Пошли ловить нового страдальца. У конюшни ошивался Серж, и сманить его "на девичник" было нетрудно. Он теста отродясь не месил. Но подступил с прибаутками. С требованием советов, с ухмылками. И ему за блестящие зубы, за непослушные кудри и за ласковые телячьи глаза все простили. Обступили стеной, звенели монистами, норовили поймать взгляд и уже тешились горячечными наплывами мечтаний. Экий веселый барин! Хорошо бы с ним, да от него!

Кто-то покрутил на горке и привел Меллера с неизменной Катериной, которая согласилась лепить пироги, только бы милый стоял рядом и подавал изюм в ложке. Их не судили – что тут взять? Жених и невеста тили-тили тесто. Об этом и дразнилка. Зато барон вызвал у девок восторг размером рук. Раньше мадемуазель Шидловской завидовали кузины. Теперь еще и дворовые бабы! У Сержа, который топтался тут в окружении поклонниц, ладони не отличались ни величиной, ни захватом. Только Шурка знал, как крепко они держат саблю. А вот Меллер загребал квашню, как будто плыл саженками. Вымазался, конечно, и, ко всеобщему соблазну, давал Катерине слизывать сырое тесто, повисшее обрывками на его ручищах.
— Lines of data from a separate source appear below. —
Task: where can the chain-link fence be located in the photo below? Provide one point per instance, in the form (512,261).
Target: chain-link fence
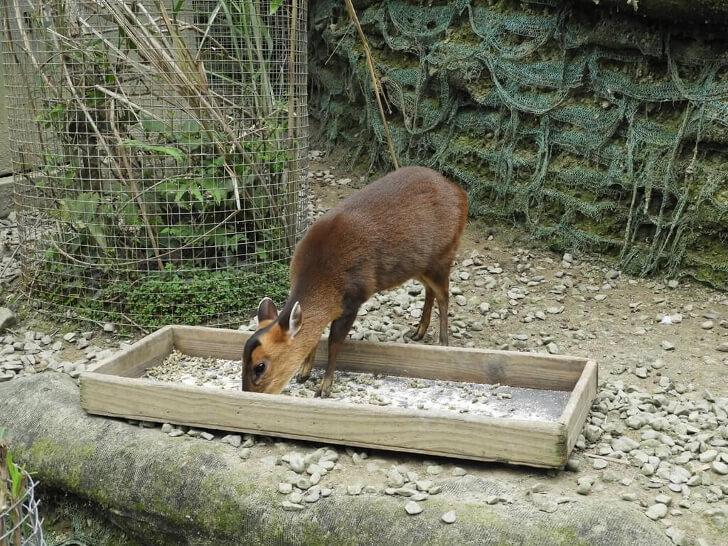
(159,149)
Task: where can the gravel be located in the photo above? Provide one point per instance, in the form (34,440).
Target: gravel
(7,319)
(449,517)
(656,511)
(401,392)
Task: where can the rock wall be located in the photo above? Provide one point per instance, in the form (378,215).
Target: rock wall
(596,129)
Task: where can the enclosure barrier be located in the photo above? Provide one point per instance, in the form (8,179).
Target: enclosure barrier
(160,153)
(597,130)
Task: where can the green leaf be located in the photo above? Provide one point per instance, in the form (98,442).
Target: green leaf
(176,153)
(275,6)
(177,8)
(97,231)
(16,477)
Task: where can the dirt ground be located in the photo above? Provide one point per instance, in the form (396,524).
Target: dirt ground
(617,322)
(640,332)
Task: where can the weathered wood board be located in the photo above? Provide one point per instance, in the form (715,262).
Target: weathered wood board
(116,388)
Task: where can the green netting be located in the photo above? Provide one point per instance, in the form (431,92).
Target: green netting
(598,132)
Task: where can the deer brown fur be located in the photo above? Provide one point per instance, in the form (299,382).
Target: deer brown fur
(406,225)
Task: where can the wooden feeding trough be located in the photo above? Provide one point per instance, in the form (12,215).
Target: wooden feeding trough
(116,388)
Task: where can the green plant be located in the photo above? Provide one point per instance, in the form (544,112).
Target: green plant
(13,485)
(169,153)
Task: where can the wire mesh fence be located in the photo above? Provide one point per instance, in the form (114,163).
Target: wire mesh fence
(160,153)
(20,523)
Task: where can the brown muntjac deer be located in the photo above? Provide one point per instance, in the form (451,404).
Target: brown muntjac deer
(406,225)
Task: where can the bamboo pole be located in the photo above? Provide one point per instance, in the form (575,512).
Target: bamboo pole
(375,80)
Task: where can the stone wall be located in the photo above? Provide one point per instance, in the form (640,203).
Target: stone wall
(597,129)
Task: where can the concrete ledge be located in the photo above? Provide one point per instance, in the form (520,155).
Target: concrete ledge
(6,196)
(189,491)
(711,12)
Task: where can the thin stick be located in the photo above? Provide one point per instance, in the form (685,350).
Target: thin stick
(375,81)
(132,181)
(604,458)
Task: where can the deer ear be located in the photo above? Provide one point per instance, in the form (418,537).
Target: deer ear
(294,324)
(267,310)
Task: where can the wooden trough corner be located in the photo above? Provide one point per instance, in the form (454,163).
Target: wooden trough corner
(116,388)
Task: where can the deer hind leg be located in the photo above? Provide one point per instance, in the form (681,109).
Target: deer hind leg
(305,372)
(439,279)
(337,333)
(426,312)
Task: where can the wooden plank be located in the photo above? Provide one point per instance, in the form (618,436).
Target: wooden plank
(530,443)
(579,403)
(526,370)
(145,353)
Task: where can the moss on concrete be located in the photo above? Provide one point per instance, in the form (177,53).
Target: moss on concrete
(699,11)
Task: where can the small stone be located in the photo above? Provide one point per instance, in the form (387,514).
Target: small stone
(583,488)
(708,456)
(592,433)
(395,478)
(232,439)
(624,444)
(296,462)
(679,475)
(658,364)
(313,496)
(573,465)
(434,470)
(677,536)
(449,517)
(656,511)
(7,318)
(354,489)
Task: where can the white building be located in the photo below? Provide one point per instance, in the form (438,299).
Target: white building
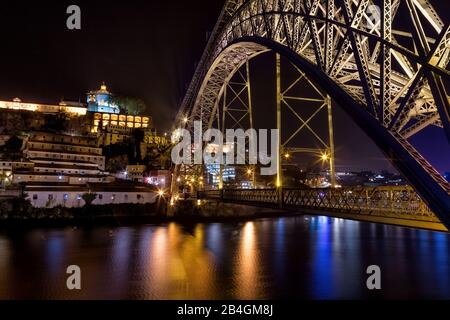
(51,196)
Притащили и Романа Романовича, который весьма неодобрительно уставился на племянницу. Но, заметив во главе бабьей армии Елизавету Андреевну, сменил гнев на милость. Кажется, он был готов простить девкам глумление над собой, почтенным человеком, только бы остаться на часок в обществе красавицы вдовы. Она весьма холодно приняла его приход. Но позволила выбрать ушат. Не зная, как и примериться, и поминутно повторяя: "Сейчас мы его", – господин Шидловский приступил к делу.
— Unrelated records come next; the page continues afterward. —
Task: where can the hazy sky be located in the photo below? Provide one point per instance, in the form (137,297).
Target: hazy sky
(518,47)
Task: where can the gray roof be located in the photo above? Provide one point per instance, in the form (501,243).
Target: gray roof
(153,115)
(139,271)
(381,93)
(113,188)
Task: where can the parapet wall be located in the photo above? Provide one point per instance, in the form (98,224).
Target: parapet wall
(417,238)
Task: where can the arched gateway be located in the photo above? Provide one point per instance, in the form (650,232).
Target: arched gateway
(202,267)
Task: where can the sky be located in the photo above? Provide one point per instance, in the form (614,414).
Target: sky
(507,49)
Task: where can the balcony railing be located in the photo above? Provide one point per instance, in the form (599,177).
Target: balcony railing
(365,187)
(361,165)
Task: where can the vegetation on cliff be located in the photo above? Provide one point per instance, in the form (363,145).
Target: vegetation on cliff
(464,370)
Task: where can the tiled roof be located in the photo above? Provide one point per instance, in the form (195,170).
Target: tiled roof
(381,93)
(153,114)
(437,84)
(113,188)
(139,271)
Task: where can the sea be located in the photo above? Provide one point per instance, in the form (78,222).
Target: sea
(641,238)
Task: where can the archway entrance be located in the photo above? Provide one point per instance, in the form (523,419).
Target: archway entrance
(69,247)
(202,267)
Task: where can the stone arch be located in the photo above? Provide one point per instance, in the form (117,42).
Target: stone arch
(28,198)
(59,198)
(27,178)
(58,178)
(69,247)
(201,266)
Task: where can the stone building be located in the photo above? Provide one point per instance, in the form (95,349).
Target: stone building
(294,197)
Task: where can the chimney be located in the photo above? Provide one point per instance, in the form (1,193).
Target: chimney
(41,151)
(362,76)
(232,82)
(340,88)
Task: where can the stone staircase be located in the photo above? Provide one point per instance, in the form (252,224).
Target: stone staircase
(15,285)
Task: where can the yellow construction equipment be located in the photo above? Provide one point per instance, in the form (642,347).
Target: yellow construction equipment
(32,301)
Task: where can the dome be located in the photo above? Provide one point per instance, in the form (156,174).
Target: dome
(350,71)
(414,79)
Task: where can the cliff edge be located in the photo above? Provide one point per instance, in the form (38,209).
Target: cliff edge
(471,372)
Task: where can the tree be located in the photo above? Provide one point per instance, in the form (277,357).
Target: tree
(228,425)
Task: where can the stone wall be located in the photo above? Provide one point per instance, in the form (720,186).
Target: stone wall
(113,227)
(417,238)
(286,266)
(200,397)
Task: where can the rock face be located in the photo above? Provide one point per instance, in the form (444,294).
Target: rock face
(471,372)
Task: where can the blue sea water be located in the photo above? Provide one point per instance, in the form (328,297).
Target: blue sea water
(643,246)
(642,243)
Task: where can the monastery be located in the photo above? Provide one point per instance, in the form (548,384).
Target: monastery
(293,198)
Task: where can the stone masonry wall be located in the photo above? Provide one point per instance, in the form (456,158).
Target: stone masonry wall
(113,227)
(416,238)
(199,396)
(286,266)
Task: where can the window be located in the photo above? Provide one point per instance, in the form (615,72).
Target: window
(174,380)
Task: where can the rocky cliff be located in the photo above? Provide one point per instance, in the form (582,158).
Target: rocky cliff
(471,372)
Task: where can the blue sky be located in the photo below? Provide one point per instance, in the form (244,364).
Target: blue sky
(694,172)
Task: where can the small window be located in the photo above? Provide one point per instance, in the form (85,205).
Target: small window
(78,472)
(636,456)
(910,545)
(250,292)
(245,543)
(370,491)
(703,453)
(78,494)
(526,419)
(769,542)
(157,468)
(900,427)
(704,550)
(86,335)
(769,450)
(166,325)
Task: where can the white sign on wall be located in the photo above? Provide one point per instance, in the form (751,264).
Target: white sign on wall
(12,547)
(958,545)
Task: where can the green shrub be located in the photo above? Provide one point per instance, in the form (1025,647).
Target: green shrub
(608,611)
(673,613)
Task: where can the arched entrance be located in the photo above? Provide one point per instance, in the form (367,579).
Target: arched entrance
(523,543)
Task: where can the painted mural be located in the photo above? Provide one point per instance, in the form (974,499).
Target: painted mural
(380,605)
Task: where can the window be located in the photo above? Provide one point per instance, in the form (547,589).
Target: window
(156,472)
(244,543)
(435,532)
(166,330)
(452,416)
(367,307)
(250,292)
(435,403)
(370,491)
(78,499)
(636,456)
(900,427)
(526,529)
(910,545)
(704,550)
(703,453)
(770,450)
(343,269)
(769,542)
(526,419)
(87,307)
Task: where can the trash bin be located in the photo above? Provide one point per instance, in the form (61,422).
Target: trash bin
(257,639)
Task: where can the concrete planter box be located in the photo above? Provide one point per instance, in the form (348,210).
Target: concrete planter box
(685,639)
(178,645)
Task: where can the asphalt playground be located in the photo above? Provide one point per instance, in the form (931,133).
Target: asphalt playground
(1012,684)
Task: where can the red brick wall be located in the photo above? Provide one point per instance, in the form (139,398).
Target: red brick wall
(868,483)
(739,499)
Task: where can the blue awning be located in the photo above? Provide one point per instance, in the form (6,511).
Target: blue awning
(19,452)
Бабы, сеявшие в углу муку для новой партии, застыли. Даже мальчонка, случившийся тут же с ведром яичной скорлупы, которую следовало вынести, да размолоть курам, замер у двери. Всем любопытно было, как первый богач губернии справится с квашней. Но более всех – Елизавете Андреевне. Она отступила к окну, завешанному для тепла цветным платком, отчего свет в поварне стал красноватым, а лица румянились больше обычного.
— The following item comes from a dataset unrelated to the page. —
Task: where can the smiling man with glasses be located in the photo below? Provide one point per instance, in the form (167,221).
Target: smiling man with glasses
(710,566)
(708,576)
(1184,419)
Госпожа Бибикова смотрела на жениха настороженно и чуть враждебно. К ней подбежала Катя. Встала впереди, прижавшись спиной к ногам матери, точно закрывала собой.

Шидловский приналег на тесто, но оно упруго ответило ему "ударом на удар".

– Круто, круто, – в испуге закричали вокруг. – Мяхше, возьми, барин.

Роман с досадой закусил губы: будут его учить! И пошел дубасить белую сдобу кулаками. Она ухала, чвакала, стонала. Только что не покрывалась синяками.

– Ну? Довольно? – поинтересовался взмокший Роман Романович, вынимая из квашни сухие руки.

На него замахали. Мол, иди, иди! Лучше не возвращайся!

– Экое крутое! – поразилась барская барыня Ермолавна. – До смерти забил.

– Твоя правда, – Елизавета Андреевна отлепилась от окна. – Хоть на двор вылей. – Она наклонилась к дочери и пошептала ей на ухо. Катю в доме звали Би-би, потому что в год она так пыталась выговорить свою фамилию. Самой госпоже Бибиковой было не с руки ловить Шурку. Нагоняла, теперь жалела. А пуще того – хотелось увидеть, как он станет крушиться и не походить на себя вокруг кадушки.

Би-би метнулась в сени, оттуда через двор пролетела без шапки к господскому дому. Нырнула внутрь. Простучала пятками по лестнице. И обрела Бенкендорфа в гостиной у печки.

– Мама вас зовет.

– Да-а? – Генерал не был готов так сразу всех простить.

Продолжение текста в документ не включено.